Keywords

1 Introduction

CNC machine tools play a vital role in the industrial field, which can control machine movements through digital commands to complete various complex parts processing tasks, and are widely used in military equipment, automobile manufacturing, mold processing, aerospace and other fields. However, breakdowns in the operation of machine tool equipment can cause multiple problems, including damage to the equipment itself, loss of productivity, economic losses and safety accidents. Therefore, abnormality detection and condition monitoring of machine tools are increasingly becoming a hot research topic. Most of the existing anomaly detection methods are constructed based on machine learning models, which are largely applied to feature extraction of sensor signals and equipment fault diagnosis, with little comprehensive analysis and deep exploration of machine tool anomaly data, while providing very limited knowledge in the interpretation of anomaly causes.

With the development of digital promotion work, a variety of sensors and recorders and other equipment can record and detect machine tool production operation status in real time, and accumulate a large amount of machine tool operation data. This data contains valuable domain knowledge such as the changing patterns and correlation characteristics of the machine’s operating conditions. In-depth analysis and utilization of equipment operation history data will help to control, analyze and make decisions on the operation status of machine tools. However, machine operation data has multiple dimensions, operation status has multiple categories, and is time-dynamic, which makes machine operation data analysis very difficult.

The rapid development of visualization and visual analytics technology provides an effective way to solve the above problems. Use visualization tools and techniques to quickly visualize machine operation data for more intuitive observation and analysis of changes in machine operating conditions. In addition, visual analytics allows users to interactively select production segments of interest and drill down, layer by layer, to analyze and explore the impact of each parameter in the segment on equipment operation and the relationships between parameters, which not only helps to understand abnormal machine problems, but also helps to uncover potential correlations and patterns in machine operation data to better prevent failures and improve machine productivity and quality.

2 Related Works

The analysis of machine tool operation data is actually the analysis of time series data. Symbolization technology can refer to complex and variable time series data with simpler symbols, weaken the influence of local data fluctuations, and is widely used in time series data analysis. The symbolic aggregate approximation (SAX) [1] is used more, which divides the time series into segments based on the piecewise aggregation approximation method (PAA) [2], and calculates mean of each segment and mapped to different signs on the standard normal distribution. Georgoulas et al. used the method of symbol aggregation approximation and related intelligent icon representation to extract the features of the bearing vibration records, and input the features into the classifier to realize the fault diagnosis [3]. Park et al. apply symbol aggregation approximation to represent time series and use association rule mining to discover frequent rules between symbols of anomalous events [4]. Shi et al. used a symbolic aggregation approximation method to represent the consumer’s load curve, and clustered the load curve, and finally analyzed and mined the typical power consumption behavior of the user [5]. Yin et al. proposed an improved Lempel-Ziv method based on a symbolic aggregation approximation method, which can realize early fault diagnosis of bearings [6]. Li et al. proposed an equiprobable association rule mining method on the basis of symbol aggregation approximation, and used it for fault classification and defect severity identification [7]. In terms of correlation modeling, Lv et al. design a region-based adaptive association learning framework that well improves the performance of scene recognition [8]. Gao et al. proposed a dynamic correlation model and an improved fuzzy clustering algorithm for solving the inaccuracy problem in complex image segmentation [9]. Xie et al. proposed a new extensive attention graph fusion network to efficiently perform complex higher-order feature interactions at the granularity of feature dimensions and verified its effectiveness [10].

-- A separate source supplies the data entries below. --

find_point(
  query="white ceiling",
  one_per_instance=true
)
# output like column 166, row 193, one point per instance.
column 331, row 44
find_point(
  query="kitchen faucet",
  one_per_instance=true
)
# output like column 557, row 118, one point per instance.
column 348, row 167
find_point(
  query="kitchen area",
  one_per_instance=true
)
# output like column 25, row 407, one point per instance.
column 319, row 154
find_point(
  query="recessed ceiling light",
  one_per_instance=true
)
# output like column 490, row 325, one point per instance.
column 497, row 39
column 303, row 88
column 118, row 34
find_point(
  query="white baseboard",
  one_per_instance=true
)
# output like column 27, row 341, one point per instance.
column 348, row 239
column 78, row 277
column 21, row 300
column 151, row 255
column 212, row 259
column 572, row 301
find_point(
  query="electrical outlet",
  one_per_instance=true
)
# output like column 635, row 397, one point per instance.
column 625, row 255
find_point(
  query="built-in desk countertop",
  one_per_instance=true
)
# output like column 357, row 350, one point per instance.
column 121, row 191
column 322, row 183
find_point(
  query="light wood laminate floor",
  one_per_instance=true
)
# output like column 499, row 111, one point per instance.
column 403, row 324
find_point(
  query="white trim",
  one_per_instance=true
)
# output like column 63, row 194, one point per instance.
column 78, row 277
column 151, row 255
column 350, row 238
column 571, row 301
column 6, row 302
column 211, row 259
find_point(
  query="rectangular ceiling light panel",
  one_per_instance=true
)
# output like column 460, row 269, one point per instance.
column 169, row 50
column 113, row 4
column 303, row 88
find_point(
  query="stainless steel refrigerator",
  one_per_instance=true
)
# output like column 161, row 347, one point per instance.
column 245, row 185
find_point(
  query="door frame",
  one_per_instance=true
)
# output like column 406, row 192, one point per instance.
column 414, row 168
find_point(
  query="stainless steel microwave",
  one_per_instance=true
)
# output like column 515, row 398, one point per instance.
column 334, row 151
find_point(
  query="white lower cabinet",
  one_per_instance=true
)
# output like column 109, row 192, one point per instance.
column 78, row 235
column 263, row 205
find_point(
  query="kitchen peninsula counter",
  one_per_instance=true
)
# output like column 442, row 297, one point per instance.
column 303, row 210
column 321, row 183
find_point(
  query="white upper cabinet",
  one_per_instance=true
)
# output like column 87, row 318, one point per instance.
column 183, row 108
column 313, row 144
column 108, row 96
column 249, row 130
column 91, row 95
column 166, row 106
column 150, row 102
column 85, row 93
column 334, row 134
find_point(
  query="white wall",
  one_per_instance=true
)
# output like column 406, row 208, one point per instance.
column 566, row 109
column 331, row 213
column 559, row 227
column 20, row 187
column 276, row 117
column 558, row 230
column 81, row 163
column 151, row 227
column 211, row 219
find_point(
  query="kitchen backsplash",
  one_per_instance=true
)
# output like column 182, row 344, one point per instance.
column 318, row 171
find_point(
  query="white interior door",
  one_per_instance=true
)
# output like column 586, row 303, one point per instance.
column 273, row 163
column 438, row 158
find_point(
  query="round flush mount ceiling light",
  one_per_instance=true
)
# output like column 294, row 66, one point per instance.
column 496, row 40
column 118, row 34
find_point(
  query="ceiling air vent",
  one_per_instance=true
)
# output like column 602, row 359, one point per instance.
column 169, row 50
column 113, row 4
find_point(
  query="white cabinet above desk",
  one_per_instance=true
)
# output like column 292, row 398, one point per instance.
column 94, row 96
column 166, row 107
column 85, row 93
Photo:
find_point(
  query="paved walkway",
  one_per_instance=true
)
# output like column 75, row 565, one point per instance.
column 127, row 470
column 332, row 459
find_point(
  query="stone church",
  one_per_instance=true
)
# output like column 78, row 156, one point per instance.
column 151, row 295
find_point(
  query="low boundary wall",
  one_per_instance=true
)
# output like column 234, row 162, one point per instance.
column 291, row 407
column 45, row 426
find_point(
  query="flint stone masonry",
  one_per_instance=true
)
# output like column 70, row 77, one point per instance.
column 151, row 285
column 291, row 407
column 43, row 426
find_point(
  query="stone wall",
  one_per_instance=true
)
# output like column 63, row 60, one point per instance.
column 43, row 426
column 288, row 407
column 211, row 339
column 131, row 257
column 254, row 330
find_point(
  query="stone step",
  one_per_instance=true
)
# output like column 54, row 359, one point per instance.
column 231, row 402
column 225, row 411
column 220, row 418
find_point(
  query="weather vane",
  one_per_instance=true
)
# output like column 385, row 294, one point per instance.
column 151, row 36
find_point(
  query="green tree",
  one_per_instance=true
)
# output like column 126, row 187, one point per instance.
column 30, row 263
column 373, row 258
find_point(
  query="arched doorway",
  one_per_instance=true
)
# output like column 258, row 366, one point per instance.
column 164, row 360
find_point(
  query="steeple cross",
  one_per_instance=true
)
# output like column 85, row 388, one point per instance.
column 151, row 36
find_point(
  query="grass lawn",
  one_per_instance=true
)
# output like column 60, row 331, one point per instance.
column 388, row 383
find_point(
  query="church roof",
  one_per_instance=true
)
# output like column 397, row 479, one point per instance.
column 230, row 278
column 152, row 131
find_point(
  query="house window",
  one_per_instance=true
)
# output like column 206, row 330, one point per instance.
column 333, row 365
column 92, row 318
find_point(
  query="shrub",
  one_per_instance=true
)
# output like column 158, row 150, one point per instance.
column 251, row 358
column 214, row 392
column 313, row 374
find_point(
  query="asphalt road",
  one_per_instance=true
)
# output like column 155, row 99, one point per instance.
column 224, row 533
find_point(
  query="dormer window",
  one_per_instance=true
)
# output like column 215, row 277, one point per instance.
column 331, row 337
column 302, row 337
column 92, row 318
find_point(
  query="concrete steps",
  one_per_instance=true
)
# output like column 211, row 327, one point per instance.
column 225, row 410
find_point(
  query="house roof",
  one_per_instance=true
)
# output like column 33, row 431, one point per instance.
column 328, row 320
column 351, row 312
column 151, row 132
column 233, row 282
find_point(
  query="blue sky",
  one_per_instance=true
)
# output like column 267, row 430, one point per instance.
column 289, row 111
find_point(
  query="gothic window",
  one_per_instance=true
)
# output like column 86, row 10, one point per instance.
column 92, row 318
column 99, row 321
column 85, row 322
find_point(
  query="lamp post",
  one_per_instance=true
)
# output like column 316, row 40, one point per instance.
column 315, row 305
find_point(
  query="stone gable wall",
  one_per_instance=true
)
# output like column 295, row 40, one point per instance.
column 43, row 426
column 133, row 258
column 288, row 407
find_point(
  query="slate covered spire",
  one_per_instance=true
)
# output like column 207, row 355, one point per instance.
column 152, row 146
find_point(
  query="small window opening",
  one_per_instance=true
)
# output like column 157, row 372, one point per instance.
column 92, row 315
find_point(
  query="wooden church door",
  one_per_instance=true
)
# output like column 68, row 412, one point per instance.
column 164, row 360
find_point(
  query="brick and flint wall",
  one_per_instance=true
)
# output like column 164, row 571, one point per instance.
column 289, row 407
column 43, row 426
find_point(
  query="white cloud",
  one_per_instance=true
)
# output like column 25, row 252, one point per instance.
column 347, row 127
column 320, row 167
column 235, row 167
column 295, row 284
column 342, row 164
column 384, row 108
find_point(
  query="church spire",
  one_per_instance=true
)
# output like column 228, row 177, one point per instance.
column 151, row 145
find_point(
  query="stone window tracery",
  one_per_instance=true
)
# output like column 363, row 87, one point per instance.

As an important technology for understanding complex data, visualization is frequently introduced into industrial data analysis [11], and it can efficiently help researchers analyze problems in many industrial application scenarios. Liu et al. designed a novel interactive system ECoalVis, which enables experts to intuitively analyze the control strategies of coal-fired power plants extracted from historical sensors [12]. Eirich et al. proposed the visual analysis system IRVINE, which can help analyze acoustic data in order to detect and understand unknown errors in motor manufacturing [13]. The visualization system designed by Musleh et al. supports local and global exploration of multivariate time-series data generated by blow molding machine sensors [14]. Wu et al. proposed a visual analysis method for factory equipment condition monitoring [15]. The visual analysis system designed by Zhang et al. supports interactive exploration of fault propagation patterns in power grid simulation data [16]. Li et al. designed an automatic household waste detection and sorting system that helps to improve the efficiency of waste recycling [17].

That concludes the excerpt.